Multiple Linear Regression: Construction, Assessment, and Interpretation

Dr. Gilbert

October 4, 2024

The Highlights

  • What is Multiple Linear Regression?

  • What are we assuming?

  • Tests for Model Utility

    • Global tests for model utility
    • Individual term-based tests
  • Further model assessment

    • Validation metrics
    • Residual analysis
  • Model interpretation

  • Predictions

If all this seems nearly identical to our discussion on simple linear regression models, well…that’s because it is.

Playing Along


  1. Open the notebook that contains your simple linear regression model for predicting rental prices for Air BnB properties
  2. Run all of the code in that notebook
  3. Add a section to that notebook on multiple linear regression models

What is Multiple Linear Regression?

Why choose just one predictor when we could have them all?

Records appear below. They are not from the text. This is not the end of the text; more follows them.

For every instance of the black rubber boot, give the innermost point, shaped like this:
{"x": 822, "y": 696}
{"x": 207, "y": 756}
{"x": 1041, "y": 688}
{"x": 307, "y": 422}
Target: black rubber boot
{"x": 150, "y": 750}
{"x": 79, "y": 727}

What is Multiple Linear Regression?

\[\begin{align} \mathbb{E}\left[\text{body mass}\right] = \beta_0 + &\beta_1\cdot\left(\text{bill length}\right) + \beta_2\cdot\left(\text{bill depth}\right) +\\ & \beta_3\cdot\left(\text{flipper length}\right) + \beta_4\cdot\left(\text{year}\right)\end{align}\]

Question 1 (Predictive): Can we use penguin bill length, bill depth, flipper length, and observation year to predict body mass?

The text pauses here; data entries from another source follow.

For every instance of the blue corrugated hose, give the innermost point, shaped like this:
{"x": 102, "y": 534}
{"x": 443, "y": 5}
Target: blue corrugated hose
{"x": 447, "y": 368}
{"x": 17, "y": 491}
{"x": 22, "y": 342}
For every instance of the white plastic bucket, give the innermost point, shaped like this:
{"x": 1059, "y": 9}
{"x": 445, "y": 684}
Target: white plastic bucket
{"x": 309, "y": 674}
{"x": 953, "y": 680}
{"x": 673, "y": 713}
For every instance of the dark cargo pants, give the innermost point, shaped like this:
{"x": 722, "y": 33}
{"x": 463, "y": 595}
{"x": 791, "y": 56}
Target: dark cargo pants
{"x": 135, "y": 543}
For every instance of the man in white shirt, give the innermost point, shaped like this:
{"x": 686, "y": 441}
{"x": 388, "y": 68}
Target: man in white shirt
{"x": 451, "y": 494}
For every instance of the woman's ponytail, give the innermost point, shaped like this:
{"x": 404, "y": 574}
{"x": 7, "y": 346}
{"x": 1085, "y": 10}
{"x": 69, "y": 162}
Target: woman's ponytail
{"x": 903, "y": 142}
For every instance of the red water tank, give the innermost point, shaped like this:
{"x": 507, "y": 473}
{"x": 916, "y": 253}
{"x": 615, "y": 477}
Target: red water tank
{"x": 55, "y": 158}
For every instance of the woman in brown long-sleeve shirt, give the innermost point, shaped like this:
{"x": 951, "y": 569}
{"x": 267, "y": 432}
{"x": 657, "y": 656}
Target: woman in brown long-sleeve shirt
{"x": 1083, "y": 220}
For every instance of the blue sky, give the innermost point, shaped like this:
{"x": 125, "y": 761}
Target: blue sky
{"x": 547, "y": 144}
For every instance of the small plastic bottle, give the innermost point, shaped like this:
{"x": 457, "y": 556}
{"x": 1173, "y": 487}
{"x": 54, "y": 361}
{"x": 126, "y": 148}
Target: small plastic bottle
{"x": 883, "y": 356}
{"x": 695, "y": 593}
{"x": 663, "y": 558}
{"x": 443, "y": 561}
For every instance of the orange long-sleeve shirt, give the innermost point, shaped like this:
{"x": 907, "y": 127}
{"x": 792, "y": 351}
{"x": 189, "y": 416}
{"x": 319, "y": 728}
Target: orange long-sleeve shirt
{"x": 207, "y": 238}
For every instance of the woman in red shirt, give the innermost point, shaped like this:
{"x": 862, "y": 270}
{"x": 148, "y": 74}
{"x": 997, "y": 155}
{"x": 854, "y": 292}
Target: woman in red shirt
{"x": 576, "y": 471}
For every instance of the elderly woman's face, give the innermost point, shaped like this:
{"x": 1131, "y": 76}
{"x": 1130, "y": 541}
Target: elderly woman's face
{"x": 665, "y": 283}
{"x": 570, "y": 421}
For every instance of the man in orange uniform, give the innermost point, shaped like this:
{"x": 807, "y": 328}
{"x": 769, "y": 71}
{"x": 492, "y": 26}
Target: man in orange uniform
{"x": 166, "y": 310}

Question 2 (Inferential): Controlling for bill length, bill depth, and observation year, what is the association between flipper length and penguin body mass?

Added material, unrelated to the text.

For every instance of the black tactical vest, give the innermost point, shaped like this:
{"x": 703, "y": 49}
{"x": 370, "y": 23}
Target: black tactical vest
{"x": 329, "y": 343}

Question 3 (Inferential): Controlling for flipper length, bill depth, and observation year, what is the association between bill length and penguin body mass?

Question 4 (Inferential): Controlling for flipper length, bill length, and observation year, what is the association between bill depth and penguin body mass?

Question 5 (Inferential): Controlling for flipper length, bill length, and bill depth, what is the association between observation year and penguin body mass?

Multiple Linear Regression

\(\bigstar\) Let’s try it! \(\bigstar\)

  1. Write out the form of a possible multiple linear regressor with at least two numerical predictors of rental price
  2. Describe the predictive and inferential tasks that your model addresses
  3. Write the predictive and inferential questions being asked/answered by your model

What Are We Assuming?

\[\begin{align} \mathbb{E}\left[\text{body mass}\right] = \beta_0 + &\beta_1\cdot\left(\text{bill length}\right) + \beta_2\cdot\left(\text{bill depth}\right) +\\ & \beta_3\cdot\left(\text{flipper length}\right) + \beta_4\cdot\left(\text{year}\right)\end{align}\]

Pre-Modeling Assumptions: Penguin body mass is associated with each of the four predictors in a linear manner, the predictors are not correlated with one another, and body mass is independent of all other possible features.

Post-Modeling Assumptions: The following assumptions are made about model errors (residuals), to ensure that using and interpreting the model is appropriate.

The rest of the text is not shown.